Thanksgiving Day travelers are finding snowy and somewhat slippery conditions, especially in the southeast corner of the state.

A Winter Weather Advisory is in effect for southeast Minnesota into central Wisconsin, where roads could be slick into the afternoon. The main snowband is expected to miss the Twin Cities, which should get about an inch.

This will be the Twin Cities' first measurable snowfall of the year. It's the seventh-latest snowfall on record, according to The National Weather Service.

Temperatures are expected to drop into the low 30s in the south and east metro bringing about 1 to 3 inches of snow Thursday. The Albert Lea and Rochester areas could see as much as 5 to 6 inches.

A low-pressure system is delivering winter weather to the mountain regions out west and will move eastward into the plains Wednesday and Thursday, according to the National Weather Service.

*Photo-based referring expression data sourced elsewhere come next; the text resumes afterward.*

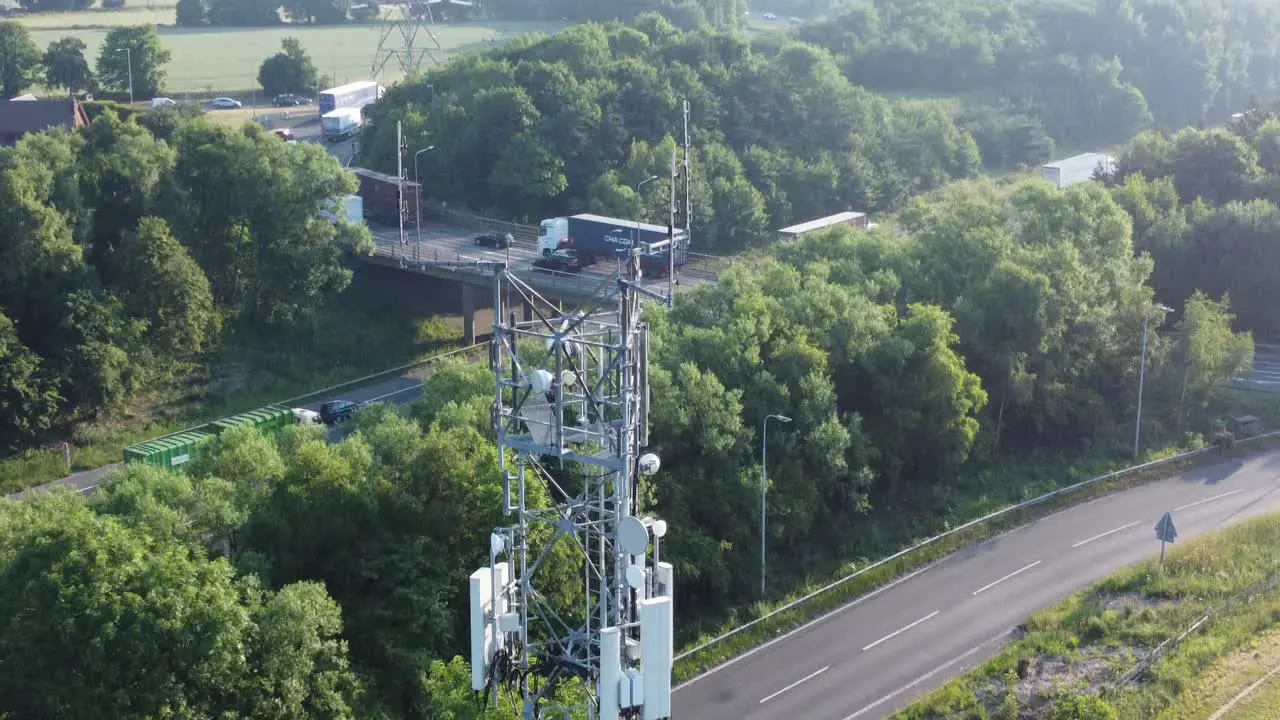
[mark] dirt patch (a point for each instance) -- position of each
(1128, 604)
(1048, 677)
(1042, 679)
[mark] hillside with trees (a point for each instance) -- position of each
(954, 361)
(577, 121)
(132, 250)
(978, 346)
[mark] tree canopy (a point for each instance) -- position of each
(127, 255)
(576, 121)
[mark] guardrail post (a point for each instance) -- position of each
(469, 314)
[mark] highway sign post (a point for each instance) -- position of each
(1166, 533)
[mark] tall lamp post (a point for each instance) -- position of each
(635, 231)
(1142, 377)
(417, 201)
(128, 60)
(764, 483)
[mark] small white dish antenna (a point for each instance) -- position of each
(632, 536)
(649, 464)
(540, 381)
(635, 577)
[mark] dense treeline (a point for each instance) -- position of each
(259, 13)
(988, 326)
(63, 65)
(577, 121)
(1086, 73)
(1205, 206)
(981, 327)
(131, 249)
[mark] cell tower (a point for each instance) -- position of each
(571, 415)
(405, 36)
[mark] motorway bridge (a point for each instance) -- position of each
(449, 237)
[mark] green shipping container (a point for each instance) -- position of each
(268, 420)
(170, 452)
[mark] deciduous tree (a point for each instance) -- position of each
(19, 59)
(137, 50)
(65, 65)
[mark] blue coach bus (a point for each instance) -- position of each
(351, 95)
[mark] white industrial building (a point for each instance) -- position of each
(1077, 169)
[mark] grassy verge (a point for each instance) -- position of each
(1074, 655)
(1232, 684)
(359, 333)
(872, 577)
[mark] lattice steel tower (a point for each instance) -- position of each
(571, 415)
(406, 37)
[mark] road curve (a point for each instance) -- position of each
(876, 655)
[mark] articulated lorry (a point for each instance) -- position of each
(594, 237)
(341, 123)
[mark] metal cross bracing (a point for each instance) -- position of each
(571, 417)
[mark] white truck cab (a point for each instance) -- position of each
(552, 235)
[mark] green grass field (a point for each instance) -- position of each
(213, 60)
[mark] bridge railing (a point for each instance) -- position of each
(524, 235)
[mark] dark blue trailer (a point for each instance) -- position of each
(597, 237)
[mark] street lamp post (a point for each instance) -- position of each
(764, 483)
(128, 60)
(1142, 377)
(635, 231)
(417, 203)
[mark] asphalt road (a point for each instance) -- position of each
(877, 655)
(400, 391)
(444, 242)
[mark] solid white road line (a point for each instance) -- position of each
(1207, 500)
(809, 677)
(1106, 533)
(1235, 700)
(942, 668)
(807, 625)
(1020, 570)
(899, 632)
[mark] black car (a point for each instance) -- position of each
(337, 411)
(498, 240)
(289, 100)
(563, 261)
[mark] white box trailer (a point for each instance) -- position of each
(341, 123)
(348, 209)
(1075, 169)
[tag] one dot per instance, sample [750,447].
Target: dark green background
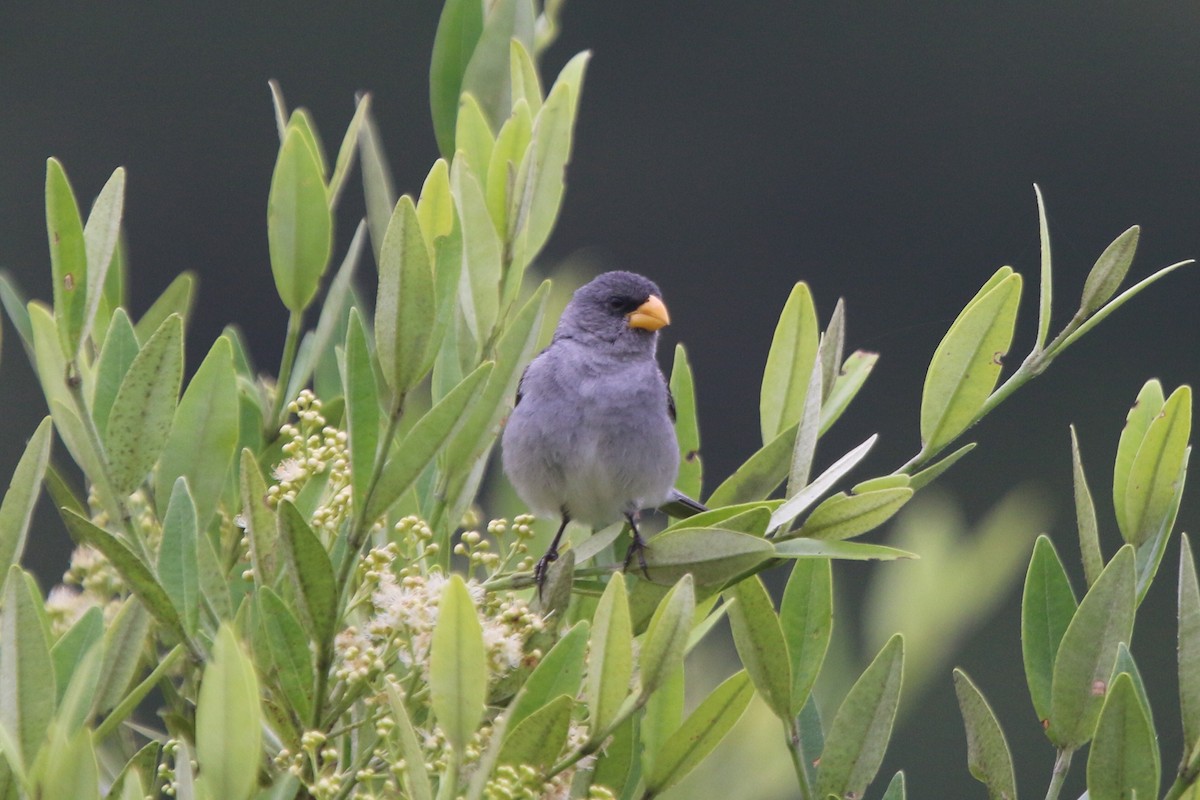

Winter weather will peak around noon in Minnesota and about 6 p.m. in Wisconsin. The National Weather Service forecasts snowfall to taper off early Friday morning.

Drivers heading out of southeast Minnesota Thursday should be wary of freezing rain causing slippery conditions, said Michelle Margraf, National Weather Service meteorologist for the Twin Cities.

About 42 million Americans are planning on making a road trip for turkey dinner Thursday, and this year they will pay the lowest pump prices for Thanksgiving Day since 2008, according to AAA. Many gas stations in the metro area have been charging less than $2 a gallon in the last week.

Travelers avoiding the roads to fly should expect some delays at airports around the country Thursday. FlightAware, an aviation tracking website, is predicting about 193 flight cancellations and about 2,191 delays Wednesday and more than 46 cancellations for Thursday.

No cancellations are expected at Minneapolis-St. Paul International Airport Wednesday with only a couple delays, said Patrick Hogan, director of public affairs and marketing.

Winter conditions Thursday could also lead to minor delays. The airport’s biggest concern, Hogan said, is ice.